The past decade, too, has been marked by great progress in science and the arts, and by improvements of a material character in our own and other lands. To mention only one of the triumphs of science and art, how marvelously has the newly-perfected spectroscope enlarged our knowledge of the planetary and stellar worlds. Our geographical information has also been considerably increased by African explorations. The advance has been steady in useful inventions, and the practical application of science and art to the promotion of the health, wealth and comfort of mankind.

Among the great achievements of the past decade, of rational and world-wide importance, we may reckon the completion of the Suez canal, uniting the waters of the Mediterranean and Red Seas, opening up a shorter passage to the Orient. The Atlantic telegraph cables have also been successfully laid and operated, affording instantaneous intercommunication between the New and Old Worlds, a feat which alone would serve to render the period under review among the most famous in history.

How miraculous would it have seemed even fifty years ago (and much more farther back in time) that messages should pass regularly as they now do, in twenty-four hours between Europe, and even the East Indies, and our Pacific coast! How absolutely incredible would it have been deemed that the time would ever come when the news of a great battle in the

heart of Europe should be scattered all over this continent the same day on which it occurred, or the very next; or, what is stranger still, that one might read, as we did during the past summer, in a daily paper printed on the Rocky Mountains, news from Florence, Luxemburg and Paris of the day before! And last, but scarcely least in importance among the amazing "facts accomplished" during the past decade, may be mentioned the construction of our great transcontinental railroad, affording a daily and steady transit for passengers and freight from the Atlantic to the great Western ocean, and furnishing, with the line of steamships, a short and reliable mode of communication between our eastern seaports and those of the oldest settled continent on the globe, and opening up for settlement the vast interior of our wide extended country, with all its wealth of soil and its inexhaustible mineral treasures.

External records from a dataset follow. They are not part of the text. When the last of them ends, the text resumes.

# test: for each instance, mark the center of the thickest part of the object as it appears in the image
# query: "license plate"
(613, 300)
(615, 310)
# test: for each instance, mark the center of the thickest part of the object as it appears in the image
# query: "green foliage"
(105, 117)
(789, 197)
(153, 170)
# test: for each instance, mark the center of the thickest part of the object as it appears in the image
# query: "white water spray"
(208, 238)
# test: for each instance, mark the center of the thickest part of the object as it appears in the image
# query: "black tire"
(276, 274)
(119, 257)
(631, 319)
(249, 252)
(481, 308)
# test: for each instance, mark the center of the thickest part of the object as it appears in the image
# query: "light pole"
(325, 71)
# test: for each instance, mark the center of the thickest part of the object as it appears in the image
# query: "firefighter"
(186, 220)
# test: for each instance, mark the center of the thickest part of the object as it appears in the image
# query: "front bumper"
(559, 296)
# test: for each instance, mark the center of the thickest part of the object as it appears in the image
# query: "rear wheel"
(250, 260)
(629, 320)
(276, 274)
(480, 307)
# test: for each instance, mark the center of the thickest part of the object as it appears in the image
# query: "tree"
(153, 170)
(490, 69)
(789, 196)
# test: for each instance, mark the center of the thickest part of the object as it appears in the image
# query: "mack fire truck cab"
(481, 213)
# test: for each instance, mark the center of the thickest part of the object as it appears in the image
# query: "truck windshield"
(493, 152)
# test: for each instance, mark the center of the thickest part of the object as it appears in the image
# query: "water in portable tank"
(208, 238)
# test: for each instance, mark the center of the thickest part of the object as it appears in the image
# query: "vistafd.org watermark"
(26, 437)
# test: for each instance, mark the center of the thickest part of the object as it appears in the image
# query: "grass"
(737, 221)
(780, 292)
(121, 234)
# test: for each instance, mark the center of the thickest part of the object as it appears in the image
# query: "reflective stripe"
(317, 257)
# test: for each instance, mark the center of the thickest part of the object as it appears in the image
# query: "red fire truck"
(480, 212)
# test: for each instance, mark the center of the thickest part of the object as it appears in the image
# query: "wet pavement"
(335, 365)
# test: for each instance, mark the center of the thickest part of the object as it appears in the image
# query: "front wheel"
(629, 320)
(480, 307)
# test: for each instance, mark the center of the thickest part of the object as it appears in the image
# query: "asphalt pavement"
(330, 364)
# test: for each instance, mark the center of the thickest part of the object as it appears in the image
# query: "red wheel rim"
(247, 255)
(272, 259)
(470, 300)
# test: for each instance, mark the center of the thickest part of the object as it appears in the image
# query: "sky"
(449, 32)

Such are some of the marvelous occurrences of the past decade presented by a brief review - too brief necessarily to allow of descent to many details. And what cheering and animating anticipations do they warrant us in entertaining for the period of like extent on which we have just entered. Of course it is impossible to predict what fresh wonders are to burst upon the world in the next ten years. So rapid has been the progress of events affecting the welfare of man and the kingdom of Christ, in the more recent past, and such are the accumulated evidences that we are living in a most marked era of the world when God's "providences are ripening fast," that we can not doubt that every new decade of this century to its close, will bring to light new marvels demonstrating human power and developing God's plans in reference to our world.

All the indications are that there are to occur vast changes in men's social and religious condition ere another century shall dawn, and that the next ten years even will witness great events in Europe and probably in Asia also. Despotism has undoubtedly received a fatal blow in Europe, or at least has been so disturbed that its days are numbered.